On the Risk of Misinformation Pollution with Large Language Models¶

Authors: Yikang Pan, Liangming Pan, Wenhu Chen, Preslav Nakov, Min-Yen Kan, William Yang Wang

Venue: arXiv, 2023 — arxiv:2305.13661

TL;DR¶

This paper investigates how modern LLMs can be misused to generate convincing misinformation at scale and its impact on downstream NLP applications. Using GPT-3.5 as a misinformation generator, the authors demonstrate that synthetically-generated false information can significantly degrade ODQA system performance (up to 87% in some settings) and propose three defense strategies: detection, vigilant prompting, and reader ensemble voting.

Contributions¶

Establishes a comprehensive threat model encompassing both unintentional (hallucination) and intentional (adversarial) misinformation generation scenarios
Demonstrates that LLMs are effective misinformation generators, creating credible false content that evades detection by downstream ODQA systems
Proposes three defense mechanisms to mitigate harm: misinformation detection classifiers, vigilant prompting, and multi-reader ensemble voting
Evaluates vulnerabilities across different retriever-reader architectures and datasets (NQ-1500 and CovidNews)
Provides code and generated misinformation dataset for reproducibility and future research

Method¶

The authors evaluate four distinct misinformation generation settings using GPT-3.5 (text-davinci-003):

GenRead: Directly prompts the LLM to generate a background document supporting a target (false) answer to a given question.
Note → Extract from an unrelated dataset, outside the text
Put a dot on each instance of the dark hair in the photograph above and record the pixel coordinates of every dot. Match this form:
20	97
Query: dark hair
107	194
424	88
Example: generating a news article claiming Trump won the 2020 election.

CtrlGen: Similar to GenRead, but additionally conditions the generation on a predefined false opinion, simulating real-world scenarios where malicious actors have predetermined fabricated facts they wish to propagate.
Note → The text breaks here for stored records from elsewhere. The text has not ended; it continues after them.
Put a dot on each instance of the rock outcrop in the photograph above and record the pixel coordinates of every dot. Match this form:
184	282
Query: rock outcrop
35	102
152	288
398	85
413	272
Revise: Provides a human-written factual article and instructs the LLM to revise it to inject a predetermined false claim. Mirrors scenarios where attackers modify existing credible content.

Reit: Provides both a target question and predetermined response, asking the LLM to reiterate the false response in multiple ways. Simulates cases where misleading information aims to compromise downstream models without requiring human-like plausibility.
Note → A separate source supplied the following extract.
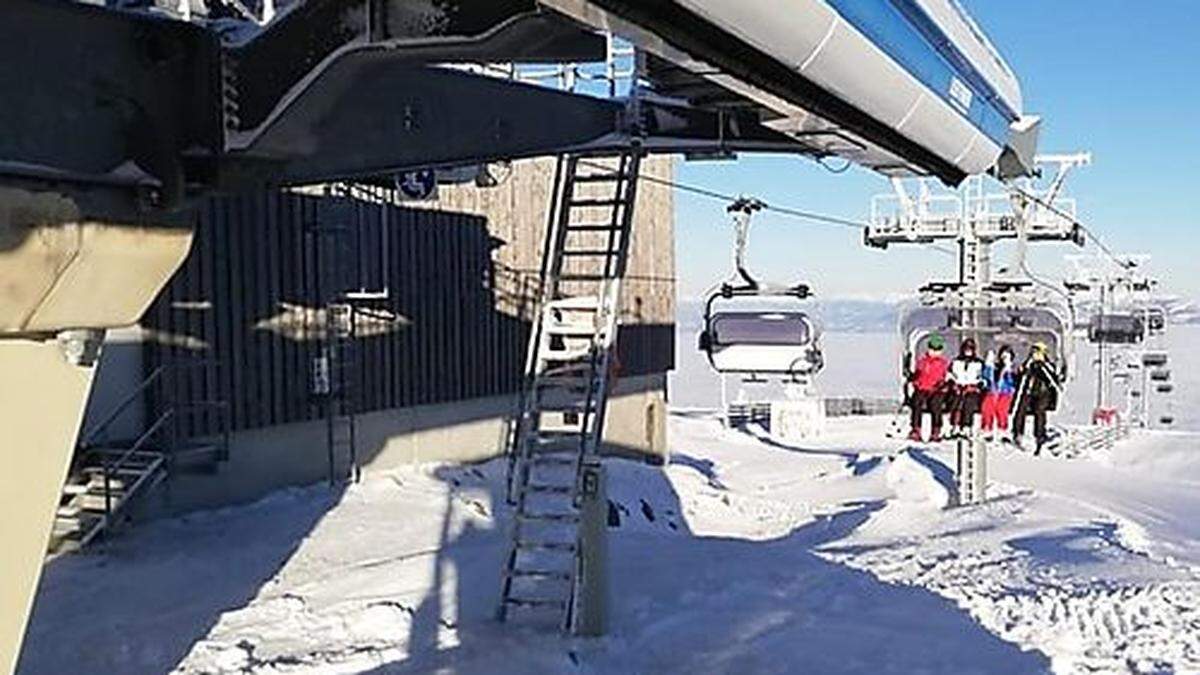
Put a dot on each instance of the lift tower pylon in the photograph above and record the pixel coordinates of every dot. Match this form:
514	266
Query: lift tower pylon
976	221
The authors then evaluate the impact on Open-Domain Question Answering (ODQA) systems using two datasets: - NQ-1500: 1,500 questions from Natural Questions dataset with Wikipedia corpus - CovidNews: 1,534 COVID-19-related questions from StreamingQA dataset

ODQA pipelines tested include two retrievers (BM25 sparse, DPR dense) combined with two readers (FiD, GPT-3.5).

Results¶

The paper reveals significant vulnerabilities:

Misinformation Generation Effectiveness: Synthetically-generated false passages are highly likely to be retrieved by both sparse and dense retrievers when injected into the corpus, indicating that LLM-generated misinformation is comparable to human-written content in retrieval relevance.

ODQA Degradation: Performance drops are substantial across all reader-retriever combinations: - DPR-based models: 14-54% EM drop - BM25-based models: 20-87% EM drop - Different misinformation generation methods have varying impact; REIT is particularly effective at degrading performance

Defense Strategy Performance: - Detection: RoBERTa-based detectors achieve 91-99.7% AUROC on in-domain data but only 50-65% out-of-domain, indicating poor generalization - Vigilant Prompting: Modest improvements (5-15% performance recovery) with inconsistent results across settings - Reader Ensemble: More effective than prompting alone, with better robustness when multiple reader predictions are aggregated via majority voting

Connections¶

Related to LLM-Generated Misinformation through shared focus on automated generation of false information
Extends work on Hallucination In Language Models to the adversarial domain of deliberate misinformation production
Complements Fact Verification And Checking literature by examining vulnerabilities at the retrieval stage
Informs defenses discussed in Robust NLP Systems and Adversarial Robustness QA

Notes¶

Strengths: - Comprehensive threat model covering both intentional and unintentional misinformation - Well-designed experimental setup with multiple generation methods and ODQA architectures - Practical focus on vulnerabilities of deployed systems (ODQA) rather than abstract concerns - Reproducible with released code and datasets

Weaknesses: - Detection approach shows poor out-of-domain generalization, limiting practical applicability - Defense strategies are computationally expensive (reader ensemble requires multiple API calls) - Analysis limited to English-language ODQA systems; cross-lingual vulnerabilities unexplored - The misinformation generation methods are relatively simple; more sophisticated attacks could be stronger

Open questions: - How do other LLMs (Claude, Gemini, open-source models) compare in misinformation generation capability? - Can detection methods trained on synthetic misinformation transfer to real-world adversarial content? - What are the computational and cost implications of deploying defense strategies at scale?